IV. Unanimity Instruction

[¶22] Defendant next argues that the prosecution presented evidence intended to show that K.B. could not appraise the nature of her conduct either because she was developmentally disabled or because she was partially asleep, and that the jury was not required to reach a unanimous verdict as to why she could not appraise the nature of her conduct. He contends, therefore, that the trial court erred by failing to give the jurors an instruction requiring them to unanimously agree upon the basis for K.B.'s state of mind. Because this issue could arise on retrial, we address and reject it.

[¶23] Defendant cites no case law, and we are aware of none, that would require a jury to unanimously agree as to the reason why K.B. was unable to appraise the nature of her conduct. The case law cited by defendant is inapposite. In People v. Simmons, 973 P.2d 627, 630 (Colo. App. 1998), a division of this court concluded that it was impossible to determine whether the jury unanimously agreed upon which of two potential victims the defendant had been menacing and, thus, the failure to give a unanimity instruction as to that issue was error. Similarly, in People v. Rice, 198 P.3d 1241, 1247 (Colo. App. 2008), the jury instructions did not list the name of an alleged victim and so erroneously created a risk that the jury could return a verdict that was not unanimous. Here, the identity of K.B. was not in issue; the issue at trial was whether K.B. was unable to appraise the nature of her conduct.

[¶24] While the jurors were required to unanimously agree that K.B. was unable to appraise the nature of her conduct, they were not required to agree about the evidence or theory by which that particular element was established. See People v. Vigil, 251 P.3d 442, 447 (Colo. App. 2010). The evidence could have been viewed as showing that K.B. was unable to appraise the nature of her conduct, whether because of her cognitive difficulties, her medication, the fact that she was asleep or partially asleep, or a combination of those factors. Any of these grounds would satisfy the statutory elements, and the trial court did not err in declining to give the requested unanimity instruction.

V. Jury Instruction Regarding Consent

[¶25] Because it may arise on remand, we consider and reject defendant's contention that the trial court erred by denying his request to instruct the jury regarding consent.

[¶26] In Platt, 201 P.3d at 549-50, the Colorado Supreme Court held that while a defendant may introduce evidence that a victim was, in fact, capable of appraising the nature of her conduct, he is not permitted to present a defense of consent per se; nor is he entitled to a jury instruction concerning consent.
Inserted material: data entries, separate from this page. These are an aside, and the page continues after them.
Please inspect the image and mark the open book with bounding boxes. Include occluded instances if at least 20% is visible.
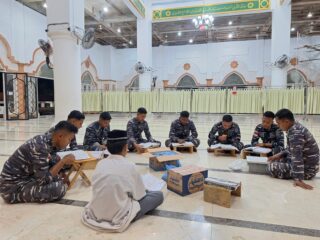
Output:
[210,143,239,151]
[139,142,160,148]
[247,156,268,164]
[57,150,90,160]
[245,147,272,154]
[172,142,194,147]
[141,174,166,191]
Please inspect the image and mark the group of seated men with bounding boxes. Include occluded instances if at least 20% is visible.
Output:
[0,108,319,232]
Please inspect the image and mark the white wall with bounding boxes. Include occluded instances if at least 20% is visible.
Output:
[111,36,320,86]
[81,43,112,80]
[0,0,320,88]
[0,0,47,63]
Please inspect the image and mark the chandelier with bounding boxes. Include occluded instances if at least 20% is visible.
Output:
[192,14,214,31]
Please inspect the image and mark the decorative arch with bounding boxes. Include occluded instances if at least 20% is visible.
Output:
[175,73,199,88]
[221,71,249,86]
[36,61,54,79]
[81,56,99,85]
[125,74,140,91]
[287,68,312,86]
[81,71,97,92]
[0,59,7,71]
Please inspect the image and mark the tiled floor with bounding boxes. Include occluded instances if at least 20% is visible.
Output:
[0,114,320,240]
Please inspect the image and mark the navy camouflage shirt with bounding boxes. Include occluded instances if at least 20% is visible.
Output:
[83,121,110,150]
[169,119,198,142]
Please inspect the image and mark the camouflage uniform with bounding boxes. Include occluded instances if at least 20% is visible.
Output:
[46,127,79,150]
[45,127,82,170]
[165,119,200,147]
[83,121,110,151]
[251,124,284,154]
[268,122,319,180]
[127,118,161,151]
[0,134,67,203]
[208,122,243,151]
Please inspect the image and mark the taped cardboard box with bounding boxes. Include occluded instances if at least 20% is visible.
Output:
[167,165,208,196]
[143,147,183,171]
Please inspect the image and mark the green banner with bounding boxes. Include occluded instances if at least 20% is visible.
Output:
[129,0,146,17]
[153,0,270,21]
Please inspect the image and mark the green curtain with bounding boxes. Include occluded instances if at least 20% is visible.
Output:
[82,88,314,114]
[192,89,226,113]
[130,91,158,112]
[82,92,102,112]
[264,88,305,114]
[227,89,263,113]
[103,91,129,112]
[155,91,191,112]
[307,87,320,114]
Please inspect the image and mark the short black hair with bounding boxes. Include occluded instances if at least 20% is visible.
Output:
[276,108,294,121]
[68,110,86,120]
[222,114,233,122]
[263,111,275,119]
[107,130,128,154]
[137,107,148,114]
[54,121,78,134]
[180,111,190,118]
[100,112,111,120]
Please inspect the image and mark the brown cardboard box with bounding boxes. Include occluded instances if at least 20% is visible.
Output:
[143,147,183,171]
[167,165,208,196]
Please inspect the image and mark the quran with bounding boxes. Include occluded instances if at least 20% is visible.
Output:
[210,143,239,151]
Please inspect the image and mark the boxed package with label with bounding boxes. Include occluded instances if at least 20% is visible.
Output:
[143,148,183,171]
[167,165,208,196]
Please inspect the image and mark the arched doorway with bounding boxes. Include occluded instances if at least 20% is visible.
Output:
[126,75,139,91]
[222,72,246,87]
[81,71,97,92]
[36,63,54,115]
[38,64,53,79]
[176,74,198,89]
[287,69,308,87]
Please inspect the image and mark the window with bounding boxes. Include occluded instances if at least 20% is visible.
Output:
[223,72,245,86]
[287,69,308,86]
[126,76,139,90]
[38,64,53,79]
[81,72,96,91]
[177,75,197,89]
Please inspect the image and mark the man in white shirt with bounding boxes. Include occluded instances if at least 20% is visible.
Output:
[82,130,163,232]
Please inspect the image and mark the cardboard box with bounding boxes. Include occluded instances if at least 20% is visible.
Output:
[203,183,241,208]
[143,148,183,171]
[167,165,208,196]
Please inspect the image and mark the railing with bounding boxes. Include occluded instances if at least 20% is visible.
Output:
[82,87,320,114]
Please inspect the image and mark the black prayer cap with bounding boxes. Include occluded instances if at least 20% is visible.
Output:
[108,130,128,141]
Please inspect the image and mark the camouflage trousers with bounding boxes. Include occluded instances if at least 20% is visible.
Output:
[267,158,319,180]
[128,138,161,152]
[208,139,244,151]
[165,137,200,148]
[1,180,67,203]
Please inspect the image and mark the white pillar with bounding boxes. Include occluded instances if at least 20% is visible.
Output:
[47,0,84,121]
[271,1,291,87]
[137,0,152,90]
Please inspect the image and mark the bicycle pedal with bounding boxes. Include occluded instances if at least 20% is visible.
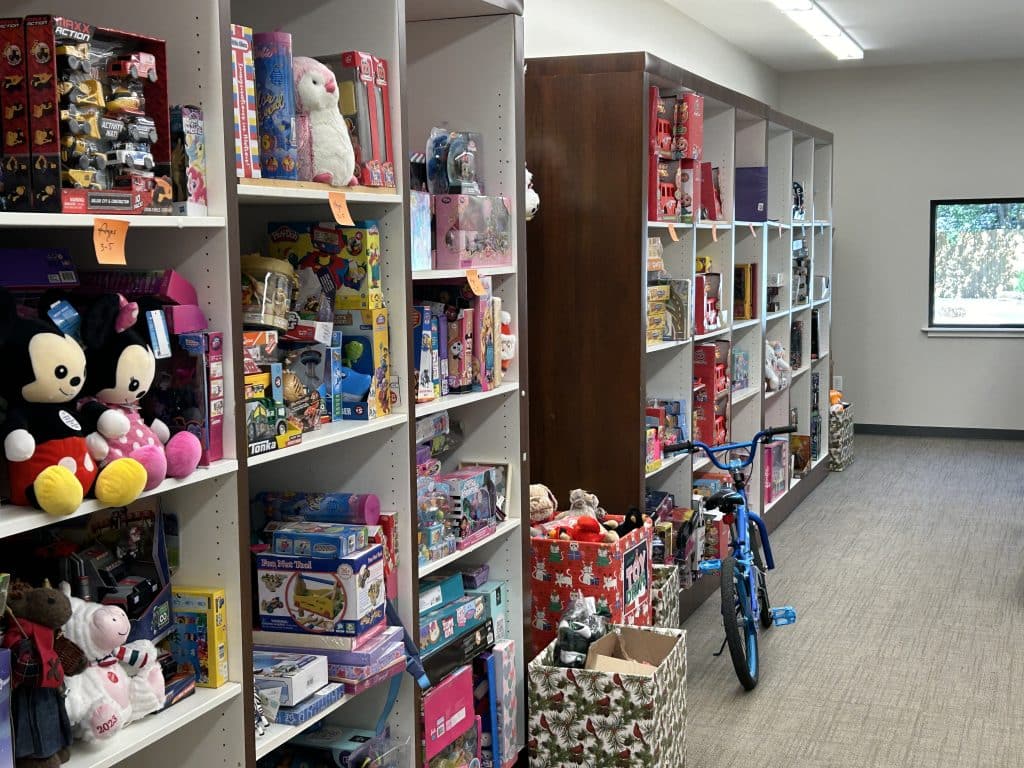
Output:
[771,605,797,627]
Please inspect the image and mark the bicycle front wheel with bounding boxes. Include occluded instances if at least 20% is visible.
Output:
[721,557,758,690]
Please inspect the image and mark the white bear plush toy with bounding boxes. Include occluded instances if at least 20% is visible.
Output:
[292,56,356,186]
[60,583,164,741]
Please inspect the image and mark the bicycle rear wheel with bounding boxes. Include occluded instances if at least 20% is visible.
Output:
[721,557,758,690]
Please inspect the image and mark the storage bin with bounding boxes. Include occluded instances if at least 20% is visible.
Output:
[828,404,853,472]
[530,521,653,648]
[527,627,686,768]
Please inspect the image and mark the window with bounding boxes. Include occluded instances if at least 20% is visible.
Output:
[929,199,1024,328]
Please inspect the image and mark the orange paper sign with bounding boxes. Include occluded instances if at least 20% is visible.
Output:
[92,218,128,266]
[327,189,355,226]
[466,269,486,296]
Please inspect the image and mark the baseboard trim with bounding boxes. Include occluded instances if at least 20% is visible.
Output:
[853,424,1024,440]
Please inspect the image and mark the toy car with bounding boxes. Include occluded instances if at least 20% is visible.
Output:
[106,52,157,83]
[125,115,157,143]
[106,150,156,171]
[57,43,89,72]
[61,136,106,171]
[63,168,103,189]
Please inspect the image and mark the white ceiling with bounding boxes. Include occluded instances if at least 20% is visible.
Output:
[666,0,1024,72]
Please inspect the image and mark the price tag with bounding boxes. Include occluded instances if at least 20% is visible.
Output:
[466,269,487,296]
[92,218,128,266]
[327,189,355,226]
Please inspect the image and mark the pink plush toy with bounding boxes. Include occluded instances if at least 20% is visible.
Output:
[79,294,203,490]
[292,56,358,186]
[60,582,164,741]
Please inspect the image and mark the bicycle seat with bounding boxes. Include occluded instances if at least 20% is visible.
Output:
[705,488,743,510]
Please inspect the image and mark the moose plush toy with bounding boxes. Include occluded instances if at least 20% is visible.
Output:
[292,56,356,186]
[60,583,165,741]
[0,290,145,515]
[79,294,203,489]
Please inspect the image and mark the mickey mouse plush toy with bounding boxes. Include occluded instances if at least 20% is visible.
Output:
[79,294,203,489]
[0,290,145,515]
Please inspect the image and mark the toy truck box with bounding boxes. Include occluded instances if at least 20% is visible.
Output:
[0,18,32,211]
[171,104,207,216]
[321,51,395,186]
[255,544,384,637]
[434,195,512,269]
[171,587,227,688]
[334,309,391,421]
[231,24,260,178]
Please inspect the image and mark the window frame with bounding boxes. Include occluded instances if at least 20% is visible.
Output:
[928,197,1024,332]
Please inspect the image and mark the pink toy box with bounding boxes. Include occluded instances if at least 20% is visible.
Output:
[434,195,512,269]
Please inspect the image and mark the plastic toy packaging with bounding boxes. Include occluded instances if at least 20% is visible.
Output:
[555,597,608,670]
[427,128,483,195]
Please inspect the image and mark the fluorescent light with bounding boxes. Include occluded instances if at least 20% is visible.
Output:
[771,0,864,59]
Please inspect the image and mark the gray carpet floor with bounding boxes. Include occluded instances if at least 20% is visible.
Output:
[679,435,1024,768]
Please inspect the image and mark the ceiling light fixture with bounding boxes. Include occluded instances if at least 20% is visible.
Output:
[771,0,864,59]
Instead, proof of the elements of subsection (b) of section 18-3-402(1) necessarily constitutes proof of the absence of consent by the victim. Id.

[¶27] The trial court correctly instructed the jury in elemental instruction number twelve that, to find defendant guilty, it was required to find that he knew that K.B. was incapable of appraising the nature of her conduct. See id. at 550. The court's refusal to instruct the jury on consent was not error.

VI. Constructive Amendment and Simple Variance

[¶28] Defendant asserts that, at trial, there was a constructive amendment or simple variance

Page 587

of the charges against him. Because this issue is unlikely to arise on retrial, we decline to consider it.

VII. Conclusion

[¶29] The judgment is reversed and the case is remanded for a new trial.

JUDGE TAUBMAN and JUDGE RICHMAN concur.